The capability to spin IBM i QA and development environments up and down as needed will save customers substantial amounts of money and pain on the DevOps front, Jones predicts.
“If you think about how most customers run IBM i today, because of the capital outlay on the hardware, they’re not really in a position where they can spin up and spin down non-production workloads at will,” he says. “They have their hardware purchase, where they just sort of leave everything running. And if they’re at capacity and want to start up another project, well ware we going to shut down to startup this other project? Are we going to have to go spend tens of thousands of dollars on another server and tens of thousands of dollars on licensing to get a whole other environment up and running?”
Rocket is also working with Skytap to certify two other products on its cloud, including the iCluster HA/DR software and the Cloud Connector for IBM i, which lets customers use BRMS to save backups to the cloud.

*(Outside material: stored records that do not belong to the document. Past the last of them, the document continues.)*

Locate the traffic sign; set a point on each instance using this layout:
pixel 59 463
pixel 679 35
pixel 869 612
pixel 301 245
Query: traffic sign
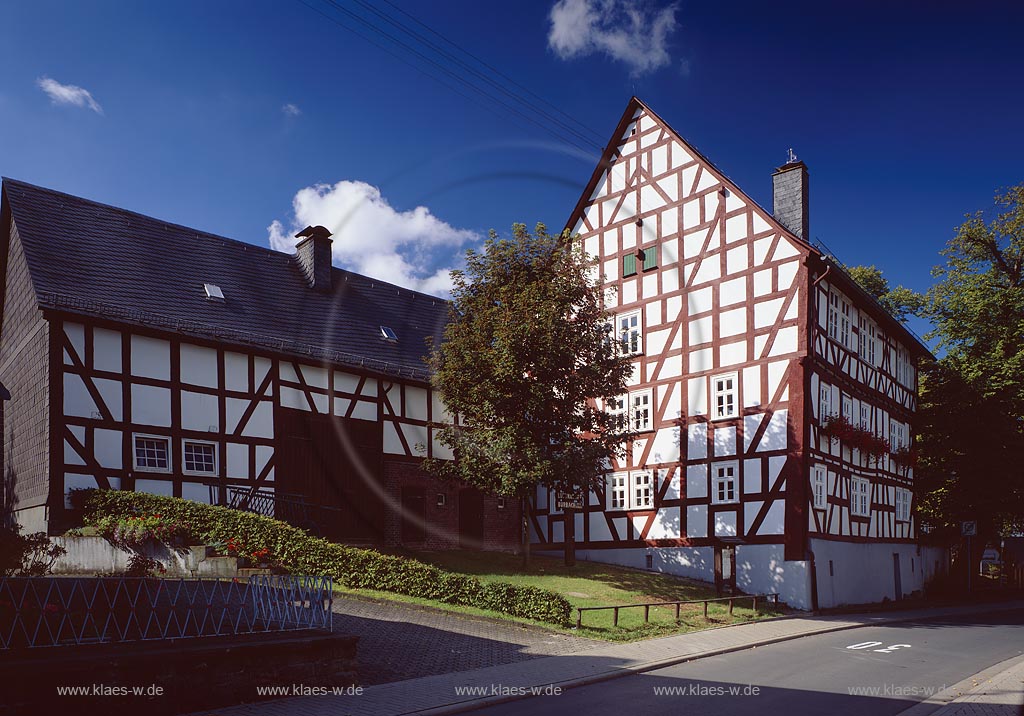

Skytap won’t support tape connectivity for backups (it uses a proprietary SSD-based storage layer), so the Cloud Connector will be attractive, Romo says.
Skytap is also working with two other IBM i high availability software providers, HelpSystems and Syncsort, to get their solutions certified on its IBM i cloud before it goes GA. Its working with HelpSystems to get the network-based (i.e. non storage-based) PowerHA replication offerings running on its cloud, while it’s working with Syncsort to get MIMIX running. There could be additional HelpSystems products certified by the time Skytap Cloud for IBM i goes live, which is slated to occur before June 30.
IBM also has an interest in Skytap, for several reasons. First, Skytap is an IBM Cloud client, and all of its Power Systems offerings will run in IBM Cloud datacenters. Secondly, IBM will resell the IBM i and AIX cloud offerings as a solution called IBM Cloud for Skytap Solutions, or ICSS.
Thirdly, IBM has been working with Skytap to come up with a better licensing model for running software in a public cloud environments. The details aren’t public yet, but Jones says the early feedback from customers has been quite positive.
“We’ve been doing a lot of analysis, modeling, and engineering work to figure out how do we do that translation between a licensing model that’s tied to the physical world, how do we translate that to customers who are operating in the virtual world,” Jones tells IT Jungle. “We’re pretty close to finalizing that. Thus far, the feedback has been excellent, and I think we’ve been able to get it transcribed into a cloud-friendly model. We think we have that model in place. We need to run a few more simulations just to make sure that we don’t end up underwater each month with large IBM i licensing bills.”